The struggle to prioritize reporting requirements for a growing list of ESG standards and frameworks.
Some NeuGroup member companies are struggling to prioritize how to allocate the resources necessary to satisfy a growing list of reporting and disclosure standards as corporates strive to be more transparent about their environmental, social and governance (ESG) records.
- That was among the key takeaways at a recent Virtual Interactive Session where an ESG officer raised the subject of determining what information is truly useful to investors evaluating companies on sustainability criteria.
- “I’m just throwing that out as something we’re struggling with internally right now, trying to figure out how to prioritize, because we really recognize that we can’t do everything,” the executive said.

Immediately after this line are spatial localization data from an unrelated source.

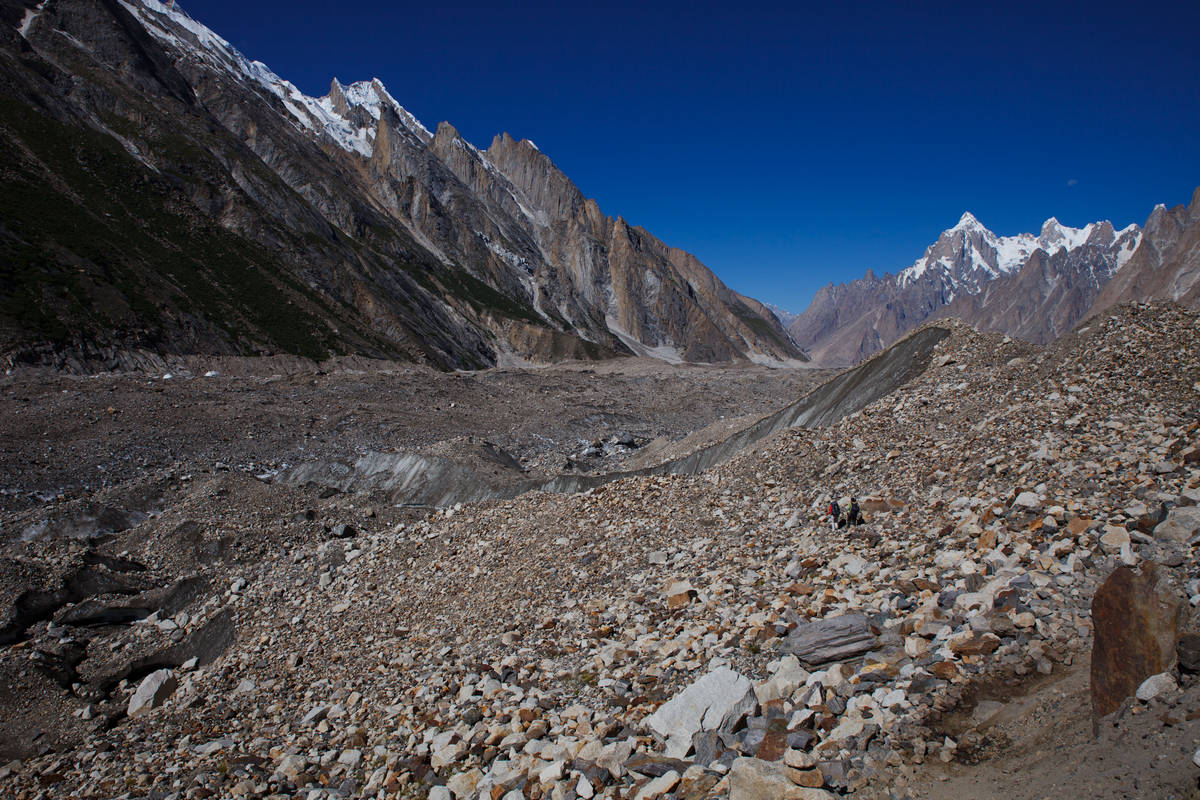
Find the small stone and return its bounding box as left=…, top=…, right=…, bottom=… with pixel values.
left=301, top=704, right=330, bottom=725
left=785, top=766, right=824, bottom=788
left=447, top=768, right=483, bottom=798
left=277, top=754, right=308, bottom=779
left=783, top=748, right=818, bottom=770
left=229, top=779, right=256, bottom=797
left=1178, top=634, right=1200, bottom=673
left=948, top=631, right=1000, bottom=656
left=635, top=770, right=681, bottom=800
left=729, top=757, right=834, bottom=799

- In a poll at the meeting, 65% of attendees said they are putting resources toward enhancing their disclosures, suggesting that the issue of resource allocation is widespread.
Operational data: how useful? In response to a question, the executive said that a lot of what is called for by various disclosure frameworks is detailed operational data—some of questionable value.

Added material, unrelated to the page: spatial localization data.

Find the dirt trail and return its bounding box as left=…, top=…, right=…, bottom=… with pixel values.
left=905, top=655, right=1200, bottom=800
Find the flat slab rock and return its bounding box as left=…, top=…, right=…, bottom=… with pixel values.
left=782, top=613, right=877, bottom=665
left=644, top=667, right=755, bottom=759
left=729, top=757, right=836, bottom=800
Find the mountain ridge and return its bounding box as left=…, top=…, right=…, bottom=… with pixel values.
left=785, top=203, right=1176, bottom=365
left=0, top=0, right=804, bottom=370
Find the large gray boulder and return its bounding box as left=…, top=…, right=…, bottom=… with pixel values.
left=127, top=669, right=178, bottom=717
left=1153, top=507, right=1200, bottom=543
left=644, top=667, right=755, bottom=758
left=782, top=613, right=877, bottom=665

- For example, certain frameworks recommend disclosing a company’s number of cyberbreaches, something the ESG officer said raised several questions.

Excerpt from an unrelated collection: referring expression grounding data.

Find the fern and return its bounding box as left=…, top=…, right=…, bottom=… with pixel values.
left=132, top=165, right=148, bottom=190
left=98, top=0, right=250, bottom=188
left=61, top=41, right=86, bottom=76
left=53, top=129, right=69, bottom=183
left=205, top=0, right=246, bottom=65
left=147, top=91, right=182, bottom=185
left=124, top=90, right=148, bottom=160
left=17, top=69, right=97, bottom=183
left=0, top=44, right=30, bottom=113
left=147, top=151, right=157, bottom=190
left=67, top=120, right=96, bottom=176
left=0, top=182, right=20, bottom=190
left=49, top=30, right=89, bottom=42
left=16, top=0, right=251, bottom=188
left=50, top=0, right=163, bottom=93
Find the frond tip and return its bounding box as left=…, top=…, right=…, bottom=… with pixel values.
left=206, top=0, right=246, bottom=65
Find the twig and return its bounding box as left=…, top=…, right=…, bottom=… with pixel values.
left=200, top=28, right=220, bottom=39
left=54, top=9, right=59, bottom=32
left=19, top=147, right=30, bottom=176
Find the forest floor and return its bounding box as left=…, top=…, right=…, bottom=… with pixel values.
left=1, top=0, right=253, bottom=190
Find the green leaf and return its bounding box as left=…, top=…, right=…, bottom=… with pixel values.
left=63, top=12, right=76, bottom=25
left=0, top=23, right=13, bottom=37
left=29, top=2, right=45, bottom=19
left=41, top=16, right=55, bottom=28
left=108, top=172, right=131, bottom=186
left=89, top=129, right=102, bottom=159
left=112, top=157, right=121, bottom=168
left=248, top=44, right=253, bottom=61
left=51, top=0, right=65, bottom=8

- “Number one, whether or not you ought to be disclosing that,” the executive said. “How an investor would look at that? What’s a breach? We all know that we’re all vulnerable every day and so some of those numbers aren’t remotely useful to an investor.”
- One recommendation for navigating all the various disclosure frameworks: Determine what the quality of the data ought to be and allocate resources only to the most useful programs.